С возвышенности далеко видны поля. Много земли. Вон грань. Она отделяет барскую землю от нашей. Она отрезала от села луга, лес, родники и самую хорошую землю. Узким клином сходится барская земля со второй барской гранью. Вторая захватывает эту степь, лес и опять землю, но уже отрезанную не от нас, а от соседнего села.
Кое‑кто еще сеет. Только на барской земле никого. Уполномоченные все еще не приехали из города. Опять три раза хлопает дядя Федор. Он машет, чтобы я не сдерживал коров. Отхожу в сторонку, коровы, почуяв волю, рысью бегут к воде.
Вода чистая, холодноватая. Напившись, стадо полегло. Мы расположились на старом пастушьем месте, где еще с прошлого года остался пепел и обгорелые сошки.
У нас свежий хлеб, по яйцу и несколько вареных картофелин. Закусив, принимаемся собирать чуть подсохший прошлогодний помет, рвать сухую траву, стебли татарника. И вот уже на старом пепелище появляется синий веселый дымок.
Запах стойла. Жвачка. Тихое мычание. Вздохи. Откуда‑то с пару доносится блеяние овец. Их в степь еще не пускают.
Жаворонки неумолчно заливаются в выси. Умолкают тогда лишь, когда над степью появляется зоркий коршун. Быстрые стрижи то взовьются и застынут на одном месте, то вдруг молнией хватят к земле, и снова взлетят, и снова замрут.
В далеком лесу кричат грачи. Там на березах уйма гнезд. Мы с Ванькой уговорились как‑нибудь сходить туда. Грачиные яйца очень хороши, если их испечь в горячей золе.
- Что им скажет барыня, не знаю, - проговорил наш старик.

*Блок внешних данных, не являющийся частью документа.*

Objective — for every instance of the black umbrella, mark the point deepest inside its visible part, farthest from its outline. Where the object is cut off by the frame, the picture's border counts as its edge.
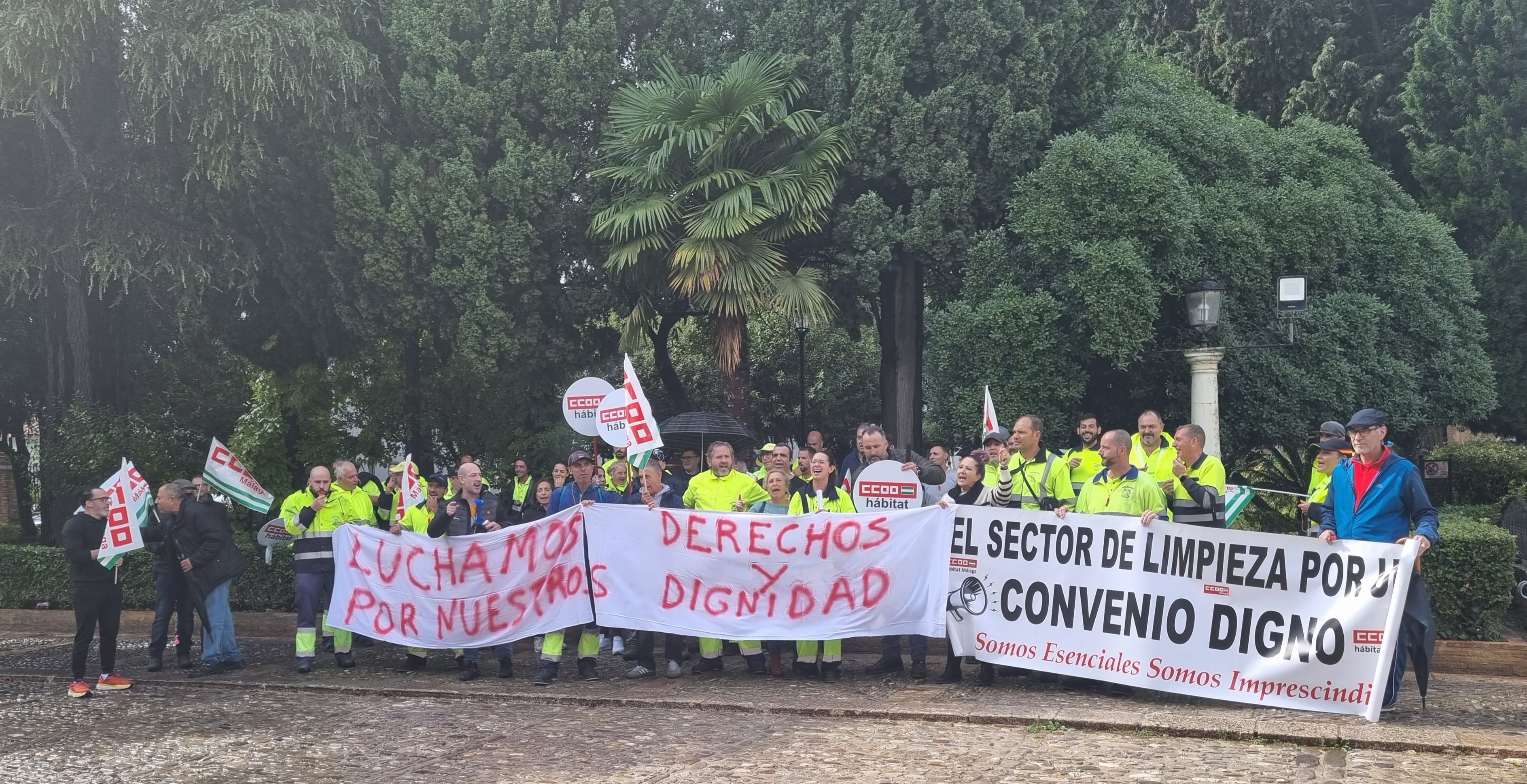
(700, 429)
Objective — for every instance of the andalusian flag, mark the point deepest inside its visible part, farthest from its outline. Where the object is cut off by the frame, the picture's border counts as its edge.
(988, 415)
(1236, 499)
(228, 475)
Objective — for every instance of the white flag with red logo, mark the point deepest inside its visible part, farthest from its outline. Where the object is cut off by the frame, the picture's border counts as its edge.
(988, 415)
(642, 425)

- А тебе не все равно? - сказал я.
- Как это все равно?
- А так. Земля тебе вроде ни к чему. Ты стадо пасешь.
Он усмехнулся.
- О людях я, не о себе. А свою душу я навечно продам.
- Зачем?
- Продам и пропью.
- Без земли останешься?
- Отведут три аршина под могилу, хватит.
Он пристально посмотрел на меня.
- Вот тебе душа нужна бы. А я хрип свой гнул. И на себя и на чужих людей.
- Почему у нас мало земли? - спросил я.
Он поглядел на поля, широко повел рукой:
- Сколько хошь.
- А на наши доли? Вот па Ваньку, на Данилку? Где нам‑то взять землю?

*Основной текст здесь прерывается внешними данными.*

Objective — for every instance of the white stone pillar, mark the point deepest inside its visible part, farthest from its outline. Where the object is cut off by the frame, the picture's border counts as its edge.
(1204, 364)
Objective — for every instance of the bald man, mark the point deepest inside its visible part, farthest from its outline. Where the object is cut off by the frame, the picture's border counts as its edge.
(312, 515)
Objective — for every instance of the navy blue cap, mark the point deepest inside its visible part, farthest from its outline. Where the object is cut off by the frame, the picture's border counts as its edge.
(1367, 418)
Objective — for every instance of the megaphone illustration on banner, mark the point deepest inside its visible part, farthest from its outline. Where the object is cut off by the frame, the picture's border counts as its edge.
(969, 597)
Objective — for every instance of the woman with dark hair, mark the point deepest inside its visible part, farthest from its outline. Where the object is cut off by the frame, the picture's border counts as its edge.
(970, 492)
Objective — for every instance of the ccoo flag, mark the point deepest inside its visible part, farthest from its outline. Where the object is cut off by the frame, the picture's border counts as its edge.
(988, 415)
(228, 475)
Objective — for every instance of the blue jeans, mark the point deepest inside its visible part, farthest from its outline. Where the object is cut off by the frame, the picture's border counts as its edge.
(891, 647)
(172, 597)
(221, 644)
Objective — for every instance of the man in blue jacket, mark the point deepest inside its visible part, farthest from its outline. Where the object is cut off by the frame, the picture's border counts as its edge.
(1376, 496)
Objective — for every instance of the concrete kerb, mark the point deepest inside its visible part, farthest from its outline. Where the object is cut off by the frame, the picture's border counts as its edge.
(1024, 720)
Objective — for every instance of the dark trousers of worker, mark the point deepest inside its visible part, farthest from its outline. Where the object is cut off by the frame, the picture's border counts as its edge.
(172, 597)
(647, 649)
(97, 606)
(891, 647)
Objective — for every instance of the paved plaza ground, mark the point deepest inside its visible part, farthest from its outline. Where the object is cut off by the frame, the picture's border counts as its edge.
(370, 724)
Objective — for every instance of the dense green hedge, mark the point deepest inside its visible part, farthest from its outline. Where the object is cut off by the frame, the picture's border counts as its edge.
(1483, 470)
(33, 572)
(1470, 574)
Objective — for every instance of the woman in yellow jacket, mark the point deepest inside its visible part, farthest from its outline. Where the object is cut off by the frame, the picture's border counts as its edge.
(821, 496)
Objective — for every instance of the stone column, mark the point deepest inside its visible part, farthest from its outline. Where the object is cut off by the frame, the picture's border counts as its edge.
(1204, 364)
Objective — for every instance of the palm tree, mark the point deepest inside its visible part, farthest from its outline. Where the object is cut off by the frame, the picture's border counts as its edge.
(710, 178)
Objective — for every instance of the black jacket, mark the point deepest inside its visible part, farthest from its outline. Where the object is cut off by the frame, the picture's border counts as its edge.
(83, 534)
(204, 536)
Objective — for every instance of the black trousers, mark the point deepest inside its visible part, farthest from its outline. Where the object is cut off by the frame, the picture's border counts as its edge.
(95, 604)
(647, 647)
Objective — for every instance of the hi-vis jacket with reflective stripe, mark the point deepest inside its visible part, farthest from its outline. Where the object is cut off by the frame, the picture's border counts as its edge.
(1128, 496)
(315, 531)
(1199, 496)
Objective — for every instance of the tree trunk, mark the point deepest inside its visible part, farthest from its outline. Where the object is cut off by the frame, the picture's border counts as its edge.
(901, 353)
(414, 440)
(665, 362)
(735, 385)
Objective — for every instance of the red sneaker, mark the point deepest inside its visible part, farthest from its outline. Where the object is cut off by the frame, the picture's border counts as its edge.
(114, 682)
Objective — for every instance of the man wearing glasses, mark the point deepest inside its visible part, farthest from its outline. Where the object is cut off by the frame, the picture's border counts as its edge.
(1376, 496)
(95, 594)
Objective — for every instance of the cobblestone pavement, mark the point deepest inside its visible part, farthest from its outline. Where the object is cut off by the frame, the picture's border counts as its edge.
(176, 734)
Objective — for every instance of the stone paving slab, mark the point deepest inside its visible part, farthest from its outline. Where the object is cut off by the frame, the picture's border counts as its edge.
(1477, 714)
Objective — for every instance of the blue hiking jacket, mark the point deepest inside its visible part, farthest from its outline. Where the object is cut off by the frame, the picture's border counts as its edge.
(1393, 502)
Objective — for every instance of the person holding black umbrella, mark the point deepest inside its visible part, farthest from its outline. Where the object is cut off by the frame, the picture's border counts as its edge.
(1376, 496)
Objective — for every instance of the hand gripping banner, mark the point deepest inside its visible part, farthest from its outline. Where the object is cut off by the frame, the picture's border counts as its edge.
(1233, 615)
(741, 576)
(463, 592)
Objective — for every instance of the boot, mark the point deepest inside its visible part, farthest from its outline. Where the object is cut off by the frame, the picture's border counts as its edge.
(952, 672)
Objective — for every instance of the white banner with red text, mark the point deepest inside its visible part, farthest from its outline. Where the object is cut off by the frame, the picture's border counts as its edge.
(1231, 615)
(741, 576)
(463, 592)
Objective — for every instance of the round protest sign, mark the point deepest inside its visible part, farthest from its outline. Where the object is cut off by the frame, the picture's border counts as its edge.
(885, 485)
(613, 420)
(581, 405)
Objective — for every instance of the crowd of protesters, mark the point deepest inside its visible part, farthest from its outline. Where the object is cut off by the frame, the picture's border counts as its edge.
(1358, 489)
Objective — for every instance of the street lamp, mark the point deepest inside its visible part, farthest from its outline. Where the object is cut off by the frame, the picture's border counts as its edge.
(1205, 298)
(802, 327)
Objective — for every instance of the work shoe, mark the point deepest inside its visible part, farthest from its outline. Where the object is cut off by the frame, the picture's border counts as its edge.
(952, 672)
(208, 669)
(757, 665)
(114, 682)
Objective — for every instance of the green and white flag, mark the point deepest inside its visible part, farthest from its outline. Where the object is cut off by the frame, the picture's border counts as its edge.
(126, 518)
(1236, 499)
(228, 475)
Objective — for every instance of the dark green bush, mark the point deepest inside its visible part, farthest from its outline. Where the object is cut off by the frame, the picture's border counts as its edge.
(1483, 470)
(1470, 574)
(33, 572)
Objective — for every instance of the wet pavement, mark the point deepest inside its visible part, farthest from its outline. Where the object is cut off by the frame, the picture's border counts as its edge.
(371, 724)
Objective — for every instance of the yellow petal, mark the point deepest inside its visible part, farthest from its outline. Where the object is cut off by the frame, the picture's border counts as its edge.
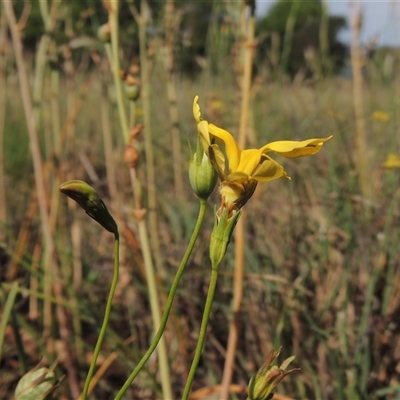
(269, 170)
(249, 161)
(293, 149)
(196, 109)
(392, 161)
(232, 149)
(218, 160)
(202, 128)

- Земля у господ, - вздохнул старик, - наградил их царь, а мужиков обезземелил.
- А нельзя назад ее отбить? - спросил я прямо.
Старик как‑то по–иному глянул на меня и сердито закричал:
- Отбить, отбить! Как же ее отбить, коль закону нет! Земля царем дарована, с грамотой, с печатями.
- Украсть грамоту! - срывающимся голосом крикнул я.
- "Украсть"! Как же украсть, коль она под семью замками в чугунном шкапу. В нем полтораста пудов.
Но я не отставал.
- За какие храбрости барыня получила от царя землю? Дать ей пятнадцать десятин на душу, и прокормится.
Дядя Федор замахал на меня руками:
- Молод спрашивать об этом. В арестански роты с тобой угодишь…
Я не стал больше сердить старика и отправился к пруду. Возле плотины сидели Ванька с Данилкой. Они таинственно о чем‑то шептались. Покосившись на меня, смолкли. Я догадался, что они шептались о том, как бы украсть у кого‑нибудь ременные чересседельники, разрезать на полоски и сплесть себе лапти.